El cielo estaba lleno de estrellas, pero no había luna. Los campos eran difíciles de ver desde aquella distancia pero podía distinguirse la silueta del trigo meciéndose al viento. En algún punto a medio camino del granero, un perro empezó a ladrar. Era una noche tranquila, quizás demasiado tranquila; la clase de noche en la que se cuentan historias de fantasmas alrededor de una hoguera. Fantasmas. Steve bajó la vista y se dedicó a estudiar los tablones de madera que formaban el porche. Nunca le gustaron las historias de fantasmas. Cuando era niño su padre siempre se las arreglaba para contarle una o dos antes de dormir, y siempre despertaba asustado por misteriosas figuras que deambulaban por interminables pasillos a la espera de terminar asuntos que habían quedado sin resolver en su antigua vida. Cuando tuvo el valor de decírselo a su madre, ella se rió. No son más que cuentos, tesoro, recordaba verla doblar unos pantalones mientras lo decía, Los fantasmas no existen. Pero los fantasmas sí existían. No estaban hechos de éter ni de ninguna sustancia viscosa, y desde luego no vivían en casas abandonadas. Estaban hechos de recuerdos, tanto buenos como malos, y aunque durante el día conseguía mantenerlos a raya, por la noche salían de su memoria para acompañarle hasta el amanecer. A veces eran sus propios padres los que le visitaban, a veces eran soldados que habían caído bajo sus órdenes, a veces era Bucky...

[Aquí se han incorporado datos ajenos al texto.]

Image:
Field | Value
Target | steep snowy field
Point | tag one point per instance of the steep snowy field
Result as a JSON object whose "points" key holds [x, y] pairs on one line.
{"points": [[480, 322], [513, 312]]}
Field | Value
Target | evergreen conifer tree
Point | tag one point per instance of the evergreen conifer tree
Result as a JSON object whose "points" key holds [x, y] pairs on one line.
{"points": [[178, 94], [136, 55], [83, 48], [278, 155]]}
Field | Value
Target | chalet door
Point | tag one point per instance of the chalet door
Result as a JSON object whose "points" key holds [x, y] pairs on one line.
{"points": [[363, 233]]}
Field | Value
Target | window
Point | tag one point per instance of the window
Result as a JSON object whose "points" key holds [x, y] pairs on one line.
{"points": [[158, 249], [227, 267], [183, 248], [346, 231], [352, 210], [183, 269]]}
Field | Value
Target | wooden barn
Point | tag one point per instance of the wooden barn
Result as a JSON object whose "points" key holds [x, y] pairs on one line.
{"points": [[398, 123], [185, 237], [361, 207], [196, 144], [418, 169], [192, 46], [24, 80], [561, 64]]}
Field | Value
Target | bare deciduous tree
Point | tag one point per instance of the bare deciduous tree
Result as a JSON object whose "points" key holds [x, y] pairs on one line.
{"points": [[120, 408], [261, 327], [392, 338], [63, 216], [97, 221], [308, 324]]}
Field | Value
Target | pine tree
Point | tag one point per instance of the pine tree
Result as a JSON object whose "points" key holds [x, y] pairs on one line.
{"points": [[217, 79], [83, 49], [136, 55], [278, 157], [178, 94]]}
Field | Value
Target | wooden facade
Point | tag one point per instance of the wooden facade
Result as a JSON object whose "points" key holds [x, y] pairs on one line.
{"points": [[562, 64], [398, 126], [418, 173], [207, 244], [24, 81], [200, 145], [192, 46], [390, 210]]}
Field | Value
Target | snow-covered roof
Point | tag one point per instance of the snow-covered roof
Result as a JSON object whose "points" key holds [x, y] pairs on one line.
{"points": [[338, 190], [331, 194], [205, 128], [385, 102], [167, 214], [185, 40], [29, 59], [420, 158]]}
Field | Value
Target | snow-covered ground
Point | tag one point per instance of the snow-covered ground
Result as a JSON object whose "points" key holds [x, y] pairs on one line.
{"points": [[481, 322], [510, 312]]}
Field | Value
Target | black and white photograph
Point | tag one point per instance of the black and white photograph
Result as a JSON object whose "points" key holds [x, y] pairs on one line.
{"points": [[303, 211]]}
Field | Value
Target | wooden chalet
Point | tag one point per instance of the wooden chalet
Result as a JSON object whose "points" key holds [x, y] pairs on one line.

Aquella noche era Peggy. No la Peggy joven y hermosa de aquella extraña visión sino su Peggy; la mujer que conoció en tiempos de guerra, la que tuvo fe en él cuando nadie más la tenía. La que yacía en una cama esperando su regreso. Pero aquella noche Steve no pensaba en los momentos que habían vivido juntos o en la forma en que ella cogía sus manos cada vez que iba a visitarla. Pensaba en las fotos que había junto a su cama: fotos de su familia y sus seres queridos, fotos de su marido y su sobrina. Fotos en las que se la veía sonriente junto a sus amigos o en las que salía sola contemplando una puesta de sol. Fotos en las que él podría haber aparecido de haber tenido la suerte a favor. Steve se cruzó de brazos y se recostó contra la pared de la casa. No, no podía seguir culpando a la suerte por todas las cosas de las que se había visto privado; de lo único que podía culparla era de haberle hecho caer en el hielo y prolongar su vida durante todo aquel tiempo. La única persona responsable de no haber podido compartir una vida con Peggy era él mismo. Si hubiese dado las coordenadas... Era cierto que no había tenido tiempo de aterrizar el avión en un sitio más seguro pero también lo era que la presión de llevar una bomba a punto de estallar le había impedido pensar con claridad. De haberlo hecho, se habría dado cuenta de que no estaba tan solo como creía allí arriba, de que el choque no era necesariamente el final y de que con las coordenadas Howard podría haber sido capaz de localizarle, quizás no al día siguiente pero sí al cabo de un par de semanas. Habría despertado antes, incluso a tiempo de ver cómo acababa la Segunda Guerra Mundial, y en aquellos momentos una foto de él con su primer hijo en brazos ocuparía un puesto en la mesilla de Peggy.
Pero entonces no habría conocido a Nick. Ni a Sam. Ni a Tony ni a Natasha. No habría formado parte de Los Vengadores. SHIELD seguiría bajo el control de Hydra. Y Bucky... Bucky seguiría siendo una historia de fantasmas. Era difícil pensar en todas las cosas buenas que podría haber vivido con Peggy sabiendo que ambos estarían muertos cuando la verdadera identidad del Soldado de Invierno saliera a la luz. Al menos al renunciar a un posible futuro juntos, la vida les había dado la oportunidad de vivir el tiempo suficiente para verle regresar. Ese era uno de los pocos pensamientos que le ayudaban a sobrevivir el día a día: los Vengadores se habían convertido en una especie de segunda familia y el mundo actual tenía sus más y sus menos pero saber que Bucky estaba vivo compensaba con creces todo por lo que había tenido que pasar desde su despertar. Por muy mal que fueran las cosas, por muy incierto que pareciera el futuro, algo era seguro: Bucky seguía ahí fuera, y estuviera donde estuviese le encontraría y le traería de vuelta a casa. Si es que aún quedaba una casa a la que volver. Steve suspiró y se frotó los ojos. Quizás después de todo debía agradecer a la suerte el haberle dejado vivir tanto. Quizás había sido mejor para todos el haber pasado tantos años bajo el hielo. O quizás simplemente necesitaba descansar. Tras un último vistazo a los campos, entró en la granja y cerró la puerta tras de sí.